The Awakened (The Awakened Duology #1)

I was sitting on the bed staring at my hands when he’d returned. I stood up and held my hands out to him, ready for the heavy manacles to go around my wrist. When the familiar cool metal didn’t come, I looked up at him, confused.

“You’re staying in your room today,” he explained quickly. He still refused to meet my eyes and I frowned. He stepped aside as the door opened once more.

I felt a large pit in my stomach as Liam came through the door, with the other nurse, Patrick. Patrick unlocked Liam’s handcuffs and smirked at the two of us. “You two have fun now,” he said, amusement coloring his voice. He grabbed Tommy’s arm. “Come on, let’s go.”

“Yeah. Right,” Tommy said, his voice low. He looked up, and our eyes met for the first time. I leaned back, away from him. There was something there that hadn’t been before. Before, there had been nothing in Tommy’s eyes. This was his job. Now there was emotion there, and I couldn’t even place a name to it. I turned away, not wanting to see this, and didn’t look up until the door had slammed shut behind them.

“Zoey.”

I looked at Liam, my heart pounding in my chest, aware of the silence in the room, aware of he large bed that stood just feet away from the two of us. My eyes flew up to the camera up above us and I flinched, almost imperceptibly. “I suppose it’s time then,” I said, surprised at the way my voice stayed even and strong.
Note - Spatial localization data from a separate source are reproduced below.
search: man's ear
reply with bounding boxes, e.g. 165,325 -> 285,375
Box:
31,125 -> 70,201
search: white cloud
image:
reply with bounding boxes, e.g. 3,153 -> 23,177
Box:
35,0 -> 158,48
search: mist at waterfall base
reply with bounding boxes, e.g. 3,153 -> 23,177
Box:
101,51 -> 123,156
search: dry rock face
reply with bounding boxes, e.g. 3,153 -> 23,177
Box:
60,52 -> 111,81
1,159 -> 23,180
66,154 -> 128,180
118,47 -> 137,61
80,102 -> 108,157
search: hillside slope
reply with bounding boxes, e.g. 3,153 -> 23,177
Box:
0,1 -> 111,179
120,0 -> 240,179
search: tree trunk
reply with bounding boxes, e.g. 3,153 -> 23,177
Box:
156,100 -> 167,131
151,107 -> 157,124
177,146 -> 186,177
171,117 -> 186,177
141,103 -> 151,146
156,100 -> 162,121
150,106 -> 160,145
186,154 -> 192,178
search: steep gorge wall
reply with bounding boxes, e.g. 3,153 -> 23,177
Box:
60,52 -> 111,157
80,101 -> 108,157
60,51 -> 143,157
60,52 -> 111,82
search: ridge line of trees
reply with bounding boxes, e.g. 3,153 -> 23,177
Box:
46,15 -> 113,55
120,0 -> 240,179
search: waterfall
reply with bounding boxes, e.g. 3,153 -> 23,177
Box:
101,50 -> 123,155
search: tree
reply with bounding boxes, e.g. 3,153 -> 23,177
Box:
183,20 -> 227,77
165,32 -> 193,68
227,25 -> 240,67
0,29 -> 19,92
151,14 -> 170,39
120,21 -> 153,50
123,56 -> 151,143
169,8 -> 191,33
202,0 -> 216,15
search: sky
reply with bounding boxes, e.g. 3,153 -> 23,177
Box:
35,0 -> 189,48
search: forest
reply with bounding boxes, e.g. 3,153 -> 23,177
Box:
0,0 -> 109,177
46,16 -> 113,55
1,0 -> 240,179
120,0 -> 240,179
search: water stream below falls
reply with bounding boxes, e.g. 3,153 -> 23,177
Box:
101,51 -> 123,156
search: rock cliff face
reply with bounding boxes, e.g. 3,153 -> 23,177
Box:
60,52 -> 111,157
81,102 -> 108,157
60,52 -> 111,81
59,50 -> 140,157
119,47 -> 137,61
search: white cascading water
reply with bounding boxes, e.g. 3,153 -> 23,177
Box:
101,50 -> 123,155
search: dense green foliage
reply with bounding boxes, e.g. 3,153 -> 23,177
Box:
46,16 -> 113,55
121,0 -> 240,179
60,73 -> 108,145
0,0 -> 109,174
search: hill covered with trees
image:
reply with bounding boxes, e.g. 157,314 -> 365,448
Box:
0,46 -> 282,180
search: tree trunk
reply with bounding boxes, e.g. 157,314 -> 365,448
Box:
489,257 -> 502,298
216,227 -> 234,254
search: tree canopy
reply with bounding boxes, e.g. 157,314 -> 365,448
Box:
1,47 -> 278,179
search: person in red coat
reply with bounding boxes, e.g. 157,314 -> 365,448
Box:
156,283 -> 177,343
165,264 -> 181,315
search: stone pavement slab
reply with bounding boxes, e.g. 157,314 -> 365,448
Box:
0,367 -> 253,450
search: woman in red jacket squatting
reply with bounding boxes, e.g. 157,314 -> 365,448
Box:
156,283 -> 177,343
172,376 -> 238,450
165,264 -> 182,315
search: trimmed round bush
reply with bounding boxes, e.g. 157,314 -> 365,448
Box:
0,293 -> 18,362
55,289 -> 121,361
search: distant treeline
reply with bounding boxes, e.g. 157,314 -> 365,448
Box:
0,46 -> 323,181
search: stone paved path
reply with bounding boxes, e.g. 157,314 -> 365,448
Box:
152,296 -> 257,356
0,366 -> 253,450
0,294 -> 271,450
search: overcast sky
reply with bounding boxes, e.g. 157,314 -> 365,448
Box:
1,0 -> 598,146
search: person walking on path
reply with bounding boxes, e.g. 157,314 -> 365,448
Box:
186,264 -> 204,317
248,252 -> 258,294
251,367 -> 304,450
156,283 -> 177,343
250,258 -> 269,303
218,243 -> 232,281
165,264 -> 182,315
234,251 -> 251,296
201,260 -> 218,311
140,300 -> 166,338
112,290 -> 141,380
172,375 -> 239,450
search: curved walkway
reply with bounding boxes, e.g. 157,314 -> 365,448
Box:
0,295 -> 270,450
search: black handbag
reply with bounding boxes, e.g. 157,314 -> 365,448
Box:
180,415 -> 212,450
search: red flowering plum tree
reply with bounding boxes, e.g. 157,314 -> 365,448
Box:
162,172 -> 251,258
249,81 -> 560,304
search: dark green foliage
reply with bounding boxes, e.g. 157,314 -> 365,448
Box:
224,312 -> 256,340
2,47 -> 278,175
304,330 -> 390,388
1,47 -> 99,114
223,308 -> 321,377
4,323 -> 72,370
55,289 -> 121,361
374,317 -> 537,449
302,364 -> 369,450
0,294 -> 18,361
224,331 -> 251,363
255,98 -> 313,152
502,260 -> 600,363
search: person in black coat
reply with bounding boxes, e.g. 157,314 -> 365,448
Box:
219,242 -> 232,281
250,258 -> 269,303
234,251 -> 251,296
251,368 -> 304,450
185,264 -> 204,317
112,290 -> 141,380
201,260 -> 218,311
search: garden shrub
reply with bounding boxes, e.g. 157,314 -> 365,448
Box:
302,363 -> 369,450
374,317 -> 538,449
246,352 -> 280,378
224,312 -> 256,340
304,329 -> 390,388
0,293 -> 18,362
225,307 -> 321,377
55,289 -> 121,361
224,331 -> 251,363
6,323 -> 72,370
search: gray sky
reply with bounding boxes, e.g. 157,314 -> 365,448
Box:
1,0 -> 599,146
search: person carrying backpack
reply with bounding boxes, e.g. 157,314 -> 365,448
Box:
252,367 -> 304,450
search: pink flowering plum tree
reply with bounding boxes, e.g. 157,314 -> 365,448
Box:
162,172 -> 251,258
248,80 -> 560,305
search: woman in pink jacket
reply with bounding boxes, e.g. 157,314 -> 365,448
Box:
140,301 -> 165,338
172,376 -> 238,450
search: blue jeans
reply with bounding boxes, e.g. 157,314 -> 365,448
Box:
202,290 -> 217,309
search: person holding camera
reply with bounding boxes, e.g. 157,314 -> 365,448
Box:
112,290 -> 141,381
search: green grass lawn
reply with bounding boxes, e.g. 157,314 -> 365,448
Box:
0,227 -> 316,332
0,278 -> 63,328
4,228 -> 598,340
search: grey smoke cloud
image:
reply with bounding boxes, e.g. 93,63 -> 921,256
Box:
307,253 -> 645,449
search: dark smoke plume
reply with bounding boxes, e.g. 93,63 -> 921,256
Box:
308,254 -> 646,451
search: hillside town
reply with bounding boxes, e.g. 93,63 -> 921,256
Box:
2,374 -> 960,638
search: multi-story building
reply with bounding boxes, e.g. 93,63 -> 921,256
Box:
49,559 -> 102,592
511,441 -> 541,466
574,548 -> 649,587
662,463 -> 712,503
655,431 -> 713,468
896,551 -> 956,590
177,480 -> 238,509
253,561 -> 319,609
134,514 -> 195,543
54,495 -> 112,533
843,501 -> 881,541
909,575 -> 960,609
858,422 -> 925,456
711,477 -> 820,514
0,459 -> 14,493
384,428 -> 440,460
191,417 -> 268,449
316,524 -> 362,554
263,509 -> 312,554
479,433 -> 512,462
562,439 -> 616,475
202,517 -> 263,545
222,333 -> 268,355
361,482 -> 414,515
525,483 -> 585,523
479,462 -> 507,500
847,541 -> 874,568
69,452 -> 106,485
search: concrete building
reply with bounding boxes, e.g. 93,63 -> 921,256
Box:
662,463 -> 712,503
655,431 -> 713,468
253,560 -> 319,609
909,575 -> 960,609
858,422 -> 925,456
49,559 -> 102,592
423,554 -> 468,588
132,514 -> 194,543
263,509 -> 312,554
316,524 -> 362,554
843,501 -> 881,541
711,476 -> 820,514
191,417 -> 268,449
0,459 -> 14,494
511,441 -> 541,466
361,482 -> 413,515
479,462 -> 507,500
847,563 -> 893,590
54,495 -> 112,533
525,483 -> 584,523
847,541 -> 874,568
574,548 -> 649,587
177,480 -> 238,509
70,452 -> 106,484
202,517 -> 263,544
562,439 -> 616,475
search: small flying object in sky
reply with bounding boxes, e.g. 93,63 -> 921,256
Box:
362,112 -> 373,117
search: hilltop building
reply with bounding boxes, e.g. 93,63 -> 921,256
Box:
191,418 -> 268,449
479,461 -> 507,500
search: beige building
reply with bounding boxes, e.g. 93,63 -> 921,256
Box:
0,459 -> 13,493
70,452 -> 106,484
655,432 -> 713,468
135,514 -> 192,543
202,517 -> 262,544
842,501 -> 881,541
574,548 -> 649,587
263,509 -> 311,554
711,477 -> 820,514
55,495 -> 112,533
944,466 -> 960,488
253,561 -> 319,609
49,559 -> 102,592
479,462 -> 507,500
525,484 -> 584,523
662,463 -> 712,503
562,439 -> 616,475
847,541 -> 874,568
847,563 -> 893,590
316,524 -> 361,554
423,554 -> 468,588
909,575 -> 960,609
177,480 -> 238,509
He came over to me and took me in his arms, hugging me tightly. “Zoey, I’m sorry. I am so sorry.”

I felt the tears streaming down my cheeks, seeping into the soft fabric of Liam’s shirt as I pressed my face into his chest. My arms raised and wrapped around his waist, pulling him closer to me. “I don’t want to…I don’t…” I choked out the words.

His body stiffened up, and I knew that I had hurt his feelings again. This caused another fresh wave of tears to well up and spill out over my cheeks. “Oh, Liam, I’m sorry…”

Liam pulled back and raised my chin so that I was looking at him. He looked fierce and firm. “No, you have nothing to be sorry for. You never have to apologize to me.”

I pulled away from him and perched on the bed, cradling my head in my hands. “I’m a virgin, Liam,” I said bluntly.

The bed dipped as he sat down next to me. “I had a feeling.” I looked up at him quickly, and there was a faint hint of a smile on his features. “It’s not an insult, Zoey, calm down. But you really seemed against this, more so than I would expect for someone who wants to survive so badly.”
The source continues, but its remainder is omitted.